Milne was a lifelong writer about books, a smart, unassuming man capable of making just about any subject interesting, and A London Book Window is as cheerful a miscellany as you’re likely to find among the products of our Ink Chorus. Our author’s attention is sharp, but it wanders at will, flickering over its chosen subjects with so many digressions that the impression is one not of looking through a window but of wandering in a garden.
He wrote for whoever in the book world was paying, and there were long seasons during which he only seldom got to pick his own subjects or his own deadlines. There have been countless hundreds of such writers since the rise of printed newspapers and magazines, and early on Milne understood what comparatively few of those writers ever seem to: gathering your rosebuds into books is the only shot you have at having somebody write about them on an obscure book-blog in a hundred years. An odd kind of immortality, certainly, but in the end even such miserable creatures as deadline critics will take whatever kind of immortality is on offer. The lazybones who just leave their various clippings moldering in newsroom file cabinets (or the electronic equivalents) don’t even get Stevereads – fire, flood, and worms consume their words forever.
Milne understood this, which is why he was always industriously making books, including his puckish News from Somewhere and My Summer in London. He understood the importance of presenting the reading public with an appealing variety of writing – and he understood the how personal it could all be:
Somebody read a newspaper review and learned that here was a particular book worth getting. Most likely, however, that somebody did not get it until a friend was met at a dinner-table who said: “I have just finished that book, and it is splendid. Order it at once from the library.” Advice like that was acted upon, because it came directly, because it was individual.

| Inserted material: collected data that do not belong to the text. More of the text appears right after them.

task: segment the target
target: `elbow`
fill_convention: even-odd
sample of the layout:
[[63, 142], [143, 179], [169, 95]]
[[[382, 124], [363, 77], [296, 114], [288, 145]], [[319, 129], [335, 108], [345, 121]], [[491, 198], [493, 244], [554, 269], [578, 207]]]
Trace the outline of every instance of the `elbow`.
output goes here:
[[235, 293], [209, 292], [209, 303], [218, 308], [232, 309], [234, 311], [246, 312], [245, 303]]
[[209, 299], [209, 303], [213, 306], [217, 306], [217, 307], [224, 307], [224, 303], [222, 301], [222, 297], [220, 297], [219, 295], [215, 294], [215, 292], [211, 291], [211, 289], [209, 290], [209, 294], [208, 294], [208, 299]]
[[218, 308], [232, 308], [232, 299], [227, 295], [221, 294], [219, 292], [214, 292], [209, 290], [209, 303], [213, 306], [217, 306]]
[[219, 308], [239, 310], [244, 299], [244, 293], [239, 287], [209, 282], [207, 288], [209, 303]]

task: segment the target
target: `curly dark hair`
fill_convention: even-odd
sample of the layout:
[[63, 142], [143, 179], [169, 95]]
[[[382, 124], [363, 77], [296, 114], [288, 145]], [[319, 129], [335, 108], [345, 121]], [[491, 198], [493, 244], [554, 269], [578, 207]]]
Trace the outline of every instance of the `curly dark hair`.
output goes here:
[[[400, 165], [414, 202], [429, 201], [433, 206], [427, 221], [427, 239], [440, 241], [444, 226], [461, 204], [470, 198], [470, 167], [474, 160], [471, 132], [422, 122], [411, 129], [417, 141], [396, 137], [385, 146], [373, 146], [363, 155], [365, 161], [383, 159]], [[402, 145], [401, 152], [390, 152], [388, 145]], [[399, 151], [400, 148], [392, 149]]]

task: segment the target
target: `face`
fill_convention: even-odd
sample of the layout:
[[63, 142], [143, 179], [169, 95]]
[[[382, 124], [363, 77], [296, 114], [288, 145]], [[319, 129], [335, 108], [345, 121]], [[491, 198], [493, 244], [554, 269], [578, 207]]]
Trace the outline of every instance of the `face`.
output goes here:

That antic variety is certainly visible in the Table of Contents for A London Book Window. We get chapters on bestsellers, happy endings, first novels, the history of Mudie’s in English literature, and a dozen other things, all complete with the aforementioned digressions – including some in which Milne had the courage to pipe up with some then-unfashionable opinions, including one on the era’s greatest fashion-victim:
A much nearer person, Anthony Trollope, as come along again with his Barsetshire novels of a Victorian England which has almost passed away. He has been made welcome, a little out of curiosity about himself, for he could write at the rate of a thousand words an hour, and he made nearly seventy thousand pounds, and also a little out of curiosity about the England which he describes. Anthony had no genius, and perhaps prided himself on the fact, but he took uncommon trouble to build stories of plot and character, and he is worth looking up in the new editions of him.
The best mini-essay in the book is one hilariously titled “Were the Victorians Dull?” And again, our author has the courage of his convictions, rightly ranking the age among the greatest in English history: “We see definitely what some of the Victorians were prophets enough to claim in advance, that theirs was a time linkable for its riches with that of the Elizabethans.” That took nerve to write in early 20th century literary circles.
Most of A London Book Window is gaiety rather than anything as forbidding as courage, however, and it’s all as effortlessly readable today as it was the hour it was written – which is just how Milne would have wanted it, of course, and just want he was trying to do.